Florya değirmeni!
Haberin Devamı ›
Futbolcunun attığı iyi/kötü pas, forvetlerin attığı/kaçırdığı goller, kalecilerin tuttuğu/tutamadığı toplar, teknik adamın doğru/yanlış takım tertibi, oyuncu değişiklikleri ve taktiği gibi oyuna direkt etki eden faktörleri eleştiririz, çoğunlukla... Çünkü bize görünen bunlardır. Ve sonuçtur aslında ilgilendiğimiz. Bütün bir hafta ya da bir sezon boyunca yapılan hazırlıkların bir sonucu. Ama asıl giz, göremediklerimizdedir. Yani antrenman tesislerinde olan bitende... Yaşanan zaferlerin de, hüsranların da temeli orada atılır. Bir sezon orada kazanılır veya kaybedilir. Yıldızlar orada doğar ya da ölür. Her şey nasıl bir ortam yaratıldığıyla ilgilidir.
Bu sezon aldığı yenilgilerle yeni bir tarih yazmaya hazırlanan Galatasaray’ın yaşadığı ve yaşattığı kabusa bu açıdan bakmakta ve şu soruyu sormakta fayda var: Florya’da neler oluyor?
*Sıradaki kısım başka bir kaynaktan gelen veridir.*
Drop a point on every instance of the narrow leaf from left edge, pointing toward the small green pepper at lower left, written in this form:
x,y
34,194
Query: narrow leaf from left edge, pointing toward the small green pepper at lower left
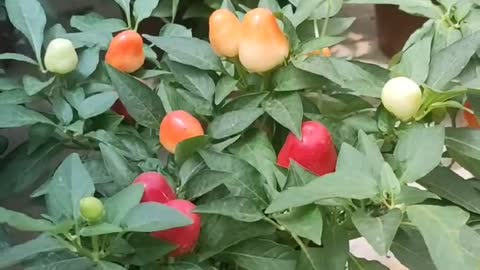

Çalışkanlığına toz konduramayacağımız Hagi, hiç kuşkusuz takımı da iyi antrene ediyor. Mutlaka, uyanık olduğu günün her saatinde Galatasaray’ı soluyor. Lakin, Florya’ya hakim mi? Giden Rijkaard hakim miydi? Fatih Terim’in Florya’nın anahtarını da istemesi boşuna mıydı? İşte işin can alıcı noktası burasıdır. Florya’nın nasıl dizayn edildiğiyle alakalıdır, bugün Galatasaray’ın yaşadığı dram.
Ve görünen o ki, Galatasaray’ın yatak odasında yolunda gitmeyen bir şeyler var. Bir şeyler eksik yapılıyor Florya’da. İdman sahası, 45 dakika istasyon çalışması, 45 dakika da çift kale maçtan ibaret değildir. Olmamalıdır da... Futbolcuların günün büyük bölümünü birlikte geçirdiklerdi bir iş ortamı, yaşam alanıdır antrenman tesisleri. Teknik adamıyla, yardımcılarıyla, futbolcularıyla, malzemecisiyle, masörüyle, sağlık ekibiyle; dostluğun, yoldaşlığın, kaynaşmanın, paylaşmanın pekiştirildiği cephe gerisidir, aynı zamanda Florya, Ümraniye, Samandıra vs. Orada dert üretilmez, bilakis varsa, futbolcunun özel hayatında yaşadığı sorunlara çözüm üretilir. Gerekirse bir nevi rehabilite merkezi, sıcak bir yuva olur kulüp tesisleri.
Elbette bütün bunları sağlayacak, böylesi bir atmosferi yaratacak olan da, aynı zamanda lider özellikleri taşıması gereken takımın teknik direktörüdür. Mourinho’nun da, Guardiola’nın da, Alex Ferguson’un da, Arsene Wenger’in de, Fatih Terim’in de, Mustafa Denizli’nin de farkı buradadır. İş salt teknik bilgi ve donanımla bitmiyor. Hayatı, insanı, felsefeyi, psikolojiyi de bilmek gerekiyor. İşte Hagi’de eksik olan ve Florya’da da hayata geçmeyen bütün bu değerlerdir. Galatasaray’a yıldız olarak gelenlerin bir anda buharlaşması, gidenlerin gittikleri yerde yeniden kendilerine gelmeleri, yıldız adaylarının tekrar A2’ye savrulması boşuna değildir.
Florya üretmiyor, tüketiyor. Florya değirmen gibi adam öğütüyor. Ve Aslan yattığı yerden belli oluyor!